Their relationship is engaging, fun and complex. The romance is present but it doesn’t take over the narrative. In fact, Persephone’s feelings are deliciously ambiguous and I get the feeling that if she had to choose between Azriel and her freedom, she would choose the latter. There is a prophecy (that Persephone snorts rudely at) and there are animals who are blindly devoted to Persephone. Her eccentricities and flaws make her into a likeable character despite some of her more dubious decisions. (Keep in mind, these decisions are not stupid and nothing damning.)
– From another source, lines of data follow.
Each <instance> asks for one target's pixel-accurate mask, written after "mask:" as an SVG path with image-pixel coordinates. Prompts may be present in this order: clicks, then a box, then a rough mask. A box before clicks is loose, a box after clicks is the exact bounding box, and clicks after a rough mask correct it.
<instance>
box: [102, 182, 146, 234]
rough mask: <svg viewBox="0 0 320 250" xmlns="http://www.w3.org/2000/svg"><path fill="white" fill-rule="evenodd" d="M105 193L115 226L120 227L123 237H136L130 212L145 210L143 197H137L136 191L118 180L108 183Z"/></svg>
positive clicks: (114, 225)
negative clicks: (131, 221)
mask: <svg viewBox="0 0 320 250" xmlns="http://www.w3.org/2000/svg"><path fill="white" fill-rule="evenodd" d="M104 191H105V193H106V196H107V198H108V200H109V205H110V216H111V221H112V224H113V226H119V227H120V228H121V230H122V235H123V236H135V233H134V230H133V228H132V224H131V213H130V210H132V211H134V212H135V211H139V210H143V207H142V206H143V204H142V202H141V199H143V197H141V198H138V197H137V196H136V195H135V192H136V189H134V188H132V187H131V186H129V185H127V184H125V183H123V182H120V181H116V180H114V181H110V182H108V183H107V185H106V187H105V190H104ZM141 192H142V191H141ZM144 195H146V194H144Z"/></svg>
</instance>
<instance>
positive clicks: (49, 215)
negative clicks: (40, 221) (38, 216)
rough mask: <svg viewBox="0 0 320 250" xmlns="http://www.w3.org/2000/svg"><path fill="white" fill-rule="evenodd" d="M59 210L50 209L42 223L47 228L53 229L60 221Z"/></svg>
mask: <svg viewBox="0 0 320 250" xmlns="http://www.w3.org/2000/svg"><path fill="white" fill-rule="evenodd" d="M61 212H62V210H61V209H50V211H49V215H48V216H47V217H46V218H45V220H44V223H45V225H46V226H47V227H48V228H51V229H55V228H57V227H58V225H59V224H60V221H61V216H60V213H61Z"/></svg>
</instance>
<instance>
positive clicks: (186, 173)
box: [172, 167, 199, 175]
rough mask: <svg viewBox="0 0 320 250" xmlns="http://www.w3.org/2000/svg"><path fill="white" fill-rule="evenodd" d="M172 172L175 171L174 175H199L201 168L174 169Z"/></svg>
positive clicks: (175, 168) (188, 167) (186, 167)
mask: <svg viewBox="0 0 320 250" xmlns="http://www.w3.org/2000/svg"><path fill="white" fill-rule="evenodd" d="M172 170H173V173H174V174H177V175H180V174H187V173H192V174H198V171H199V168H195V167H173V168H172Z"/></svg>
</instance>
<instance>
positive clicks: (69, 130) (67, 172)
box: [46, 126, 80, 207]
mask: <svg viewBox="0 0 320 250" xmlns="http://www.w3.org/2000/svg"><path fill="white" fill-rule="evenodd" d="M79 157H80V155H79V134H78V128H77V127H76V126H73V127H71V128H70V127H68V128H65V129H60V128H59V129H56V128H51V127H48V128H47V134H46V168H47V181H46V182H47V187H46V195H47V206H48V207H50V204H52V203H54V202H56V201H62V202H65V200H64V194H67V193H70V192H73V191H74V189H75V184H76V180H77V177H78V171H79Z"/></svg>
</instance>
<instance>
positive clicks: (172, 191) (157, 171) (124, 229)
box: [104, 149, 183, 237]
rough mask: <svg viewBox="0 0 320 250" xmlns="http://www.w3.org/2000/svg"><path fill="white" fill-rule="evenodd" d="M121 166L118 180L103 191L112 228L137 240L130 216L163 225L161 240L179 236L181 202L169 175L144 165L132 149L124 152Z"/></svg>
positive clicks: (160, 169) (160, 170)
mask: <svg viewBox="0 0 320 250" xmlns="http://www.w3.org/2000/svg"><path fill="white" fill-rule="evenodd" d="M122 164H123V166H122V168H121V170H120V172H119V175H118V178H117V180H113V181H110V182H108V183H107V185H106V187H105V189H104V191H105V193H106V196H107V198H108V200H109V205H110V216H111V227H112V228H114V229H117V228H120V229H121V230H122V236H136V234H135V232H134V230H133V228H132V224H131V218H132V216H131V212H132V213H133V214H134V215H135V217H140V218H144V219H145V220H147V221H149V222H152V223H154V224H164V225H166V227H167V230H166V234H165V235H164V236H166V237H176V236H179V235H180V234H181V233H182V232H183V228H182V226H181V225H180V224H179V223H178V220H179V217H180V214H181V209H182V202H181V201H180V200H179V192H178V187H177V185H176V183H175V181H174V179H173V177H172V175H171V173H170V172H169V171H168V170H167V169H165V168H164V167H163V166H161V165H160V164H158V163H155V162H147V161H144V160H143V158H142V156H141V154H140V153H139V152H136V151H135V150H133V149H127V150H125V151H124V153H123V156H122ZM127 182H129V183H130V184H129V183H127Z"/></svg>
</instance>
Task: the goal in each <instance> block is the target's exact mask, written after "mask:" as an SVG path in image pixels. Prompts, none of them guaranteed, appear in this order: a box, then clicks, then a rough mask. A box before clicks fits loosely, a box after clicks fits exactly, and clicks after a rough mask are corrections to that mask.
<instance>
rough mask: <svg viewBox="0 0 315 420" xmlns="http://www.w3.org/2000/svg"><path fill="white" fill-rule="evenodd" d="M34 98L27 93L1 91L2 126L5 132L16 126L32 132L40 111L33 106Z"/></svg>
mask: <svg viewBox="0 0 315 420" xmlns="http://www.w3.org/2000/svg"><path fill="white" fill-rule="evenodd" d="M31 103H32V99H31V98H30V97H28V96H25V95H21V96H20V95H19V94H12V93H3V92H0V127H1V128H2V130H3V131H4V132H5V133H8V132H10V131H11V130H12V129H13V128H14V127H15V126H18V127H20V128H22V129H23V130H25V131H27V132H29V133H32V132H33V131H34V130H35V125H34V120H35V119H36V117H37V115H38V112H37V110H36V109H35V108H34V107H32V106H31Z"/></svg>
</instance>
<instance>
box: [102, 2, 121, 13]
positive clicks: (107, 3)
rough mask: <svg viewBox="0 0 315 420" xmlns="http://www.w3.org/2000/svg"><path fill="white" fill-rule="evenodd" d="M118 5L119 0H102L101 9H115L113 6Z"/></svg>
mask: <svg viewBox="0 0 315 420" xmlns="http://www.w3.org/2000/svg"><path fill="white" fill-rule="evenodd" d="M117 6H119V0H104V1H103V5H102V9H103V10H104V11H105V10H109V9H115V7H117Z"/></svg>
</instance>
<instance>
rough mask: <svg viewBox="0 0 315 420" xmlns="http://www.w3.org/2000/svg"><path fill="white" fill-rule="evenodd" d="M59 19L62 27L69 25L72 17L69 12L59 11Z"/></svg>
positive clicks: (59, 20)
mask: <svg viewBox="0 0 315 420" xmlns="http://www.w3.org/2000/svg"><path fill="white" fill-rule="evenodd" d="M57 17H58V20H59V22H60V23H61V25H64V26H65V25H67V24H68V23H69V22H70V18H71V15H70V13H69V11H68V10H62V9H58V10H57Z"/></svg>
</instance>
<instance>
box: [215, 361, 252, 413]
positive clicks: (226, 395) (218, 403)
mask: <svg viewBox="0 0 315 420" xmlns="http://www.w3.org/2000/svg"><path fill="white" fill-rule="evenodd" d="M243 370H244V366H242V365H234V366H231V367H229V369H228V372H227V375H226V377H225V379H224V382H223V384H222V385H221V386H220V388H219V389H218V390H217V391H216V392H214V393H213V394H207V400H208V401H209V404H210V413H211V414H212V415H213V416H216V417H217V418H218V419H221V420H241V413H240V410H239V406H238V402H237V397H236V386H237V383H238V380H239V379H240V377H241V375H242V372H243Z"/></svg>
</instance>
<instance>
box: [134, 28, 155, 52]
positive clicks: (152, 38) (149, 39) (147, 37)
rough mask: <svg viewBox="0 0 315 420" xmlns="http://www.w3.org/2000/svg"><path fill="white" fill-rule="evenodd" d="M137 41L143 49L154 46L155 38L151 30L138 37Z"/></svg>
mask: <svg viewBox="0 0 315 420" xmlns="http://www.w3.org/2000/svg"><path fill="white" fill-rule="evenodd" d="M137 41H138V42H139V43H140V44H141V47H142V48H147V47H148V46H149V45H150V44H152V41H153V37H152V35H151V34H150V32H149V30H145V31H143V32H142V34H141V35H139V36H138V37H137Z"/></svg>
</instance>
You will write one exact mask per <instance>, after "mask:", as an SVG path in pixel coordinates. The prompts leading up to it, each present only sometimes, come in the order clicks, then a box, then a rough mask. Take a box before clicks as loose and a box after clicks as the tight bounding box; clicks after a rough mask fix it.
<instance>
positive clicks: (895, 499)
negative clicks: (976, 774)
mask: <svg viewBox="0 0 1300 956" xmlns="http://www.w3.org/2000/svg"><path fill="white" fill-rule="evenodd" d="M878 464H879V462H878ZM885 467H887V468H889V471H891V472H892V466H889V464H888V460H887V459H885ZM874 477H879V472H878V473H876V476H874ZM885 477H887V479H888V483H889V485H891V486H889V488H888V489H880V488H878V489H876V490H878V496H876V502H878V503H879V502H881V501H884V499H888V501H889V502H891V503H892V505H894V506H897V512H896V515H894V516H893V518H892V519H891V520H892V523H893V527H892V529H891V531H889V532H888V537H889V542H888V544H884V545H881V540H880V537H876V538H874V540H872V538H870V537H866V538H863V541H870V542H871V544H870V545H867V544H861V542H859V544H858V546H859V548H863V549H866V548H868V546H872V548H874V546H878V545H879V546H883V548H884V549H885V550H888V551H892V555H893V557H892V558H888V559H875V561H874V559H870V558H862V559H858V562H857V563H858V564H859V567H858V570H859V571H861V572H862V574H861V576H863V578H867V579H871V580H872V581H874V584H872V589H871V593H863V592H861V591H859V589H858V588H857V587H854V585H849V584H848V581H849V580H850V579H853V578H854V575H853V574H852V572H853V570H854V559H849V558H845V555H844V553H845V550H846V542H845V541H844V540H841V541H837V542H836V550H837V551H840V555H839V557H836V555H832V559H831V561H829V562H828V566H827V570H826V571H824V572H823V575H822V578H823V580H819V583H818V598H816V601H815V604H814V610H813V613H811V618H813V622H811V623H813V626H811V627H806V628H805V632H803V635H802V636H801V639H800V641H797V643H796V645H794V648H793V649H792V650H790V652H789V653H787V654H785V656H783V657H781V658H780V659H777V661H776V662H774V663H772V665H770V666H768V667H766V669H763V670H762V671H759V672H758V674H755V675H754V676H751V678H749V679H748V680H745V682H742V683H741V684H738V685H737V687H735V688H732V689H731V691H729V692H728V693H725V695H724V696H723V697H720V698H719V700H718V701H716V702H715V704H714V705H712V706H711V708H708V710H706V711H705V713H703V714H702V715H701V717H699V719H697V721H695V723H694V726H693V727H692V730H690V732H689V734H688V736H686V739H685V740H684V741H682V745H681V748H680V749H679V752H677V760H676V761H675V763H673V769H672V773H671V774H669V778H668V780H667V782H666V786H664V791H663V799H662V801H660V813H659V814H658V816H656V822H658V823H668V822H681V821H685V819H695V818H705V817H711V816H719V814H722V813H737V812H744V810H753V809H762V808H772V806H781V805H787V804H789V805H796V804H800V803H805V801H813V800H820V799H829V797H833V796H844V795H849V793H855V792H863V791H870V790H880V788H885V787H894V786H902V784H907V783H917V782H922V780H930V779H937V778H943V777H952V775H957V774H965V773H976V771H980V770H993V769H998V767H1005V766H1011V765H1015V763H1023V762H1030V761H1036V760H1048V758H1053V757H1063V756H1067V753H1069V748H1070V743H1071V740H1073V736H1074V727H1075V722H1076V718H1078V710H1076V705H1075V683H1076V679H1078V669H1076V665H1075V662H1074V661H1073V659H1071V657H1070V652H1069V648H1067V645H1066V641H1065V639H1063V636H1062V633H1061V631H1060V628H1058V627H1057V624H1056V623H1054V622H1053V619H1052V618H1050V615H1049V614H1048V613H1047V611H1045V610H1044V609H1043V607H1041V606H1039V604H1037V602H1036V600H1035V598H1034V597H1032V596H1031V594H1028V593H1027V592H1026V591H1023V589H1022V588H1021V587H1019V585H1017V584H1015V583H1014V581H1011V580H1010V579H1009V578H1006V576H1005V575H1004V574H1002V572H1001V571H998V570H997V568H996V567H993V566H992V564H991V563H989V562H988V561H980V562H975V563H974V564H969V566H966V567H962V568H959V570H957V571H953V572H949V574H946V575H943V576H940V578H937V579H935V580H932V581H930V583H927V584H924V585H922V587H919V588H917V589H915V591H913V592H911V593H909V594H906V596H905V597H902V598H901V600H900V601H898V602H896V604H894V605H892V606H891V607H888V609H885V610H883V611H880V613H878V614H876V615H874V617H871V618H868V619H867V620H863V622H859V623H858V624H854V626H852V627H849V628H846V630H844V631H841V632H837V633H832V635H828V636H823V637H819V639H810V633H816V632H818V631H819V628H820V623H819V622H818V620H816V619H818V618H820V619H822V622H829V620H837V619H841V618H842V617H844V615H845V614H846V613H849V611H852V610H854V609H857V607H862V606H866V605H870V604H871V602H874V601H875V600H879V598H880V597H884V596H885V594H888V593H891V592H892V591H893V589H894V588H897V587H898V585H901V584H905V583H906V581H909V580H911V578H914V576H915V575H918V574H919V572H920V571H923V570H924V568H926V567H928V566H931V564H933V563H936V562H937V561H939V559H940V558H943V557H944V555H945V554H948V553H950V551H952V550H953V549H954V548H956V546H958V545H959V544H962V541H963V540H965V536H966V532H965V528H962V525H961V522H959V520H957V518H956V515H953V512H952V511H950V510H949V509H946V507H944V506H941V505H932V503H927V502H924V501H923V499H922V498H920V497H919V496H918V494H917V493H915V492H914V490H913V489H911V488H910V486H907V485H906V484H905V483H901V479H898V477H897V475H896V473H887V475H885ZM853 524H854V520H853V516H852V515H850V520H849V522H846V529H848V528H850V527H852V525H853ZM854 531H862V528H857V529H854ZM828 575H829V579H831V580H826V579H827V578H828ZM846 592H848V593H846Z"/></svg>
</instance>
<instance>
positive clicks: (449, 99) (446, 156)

All the characters present in the novel are individuated and have their own personalities. The courtly intrigues and the young king who is very interested in Persephone spice of the narrative significantly. The villain of the piece is a most intriguing character. He is deformed but for he has a beautiful face and it is his desire to be whole again that motivates his actions. He is one of the creepiest and yet saddest villains I have come across in literature recently. He is dangerous because he doesn’t seem to have a conscience that separates good and bad, and his greed for power at any cost, but at the same time, he is completely vulnerable due to his deformity. I have a feeling that he may not be the villain in the end because he is a bit too easily deceived. No, I think it is the captain of the guards who will become most dangerous for the protagonists of the piece.
The novel is gorgeous written, the pacing is quick and keeps the reader’s interest and the plot turns and twists in the most unpredictable ways. I was literally shocked at the end because I did not expect the novel to go where it did. And it went there in a good way. It takes all expectations and shakes it around and presents to you in a shape you didn’t think it came in. There is friendship between girls, a sisterhood of sorts, and a positive portrayal of women. Themes of identity, physical beauty and perhaps even love are present in the novel. Fergus has created a complex world peopled with complex characters that battle both inner demons and physical enemies in their attempt to right so many wrongs. Questions of duty versus desire will have to be answered. What is freedom? Can a person ever be totally free? I don’t know but I am looking forward to finding out how Persephone’s story unfolds. Do I recommend this? Really, I have to spell it out?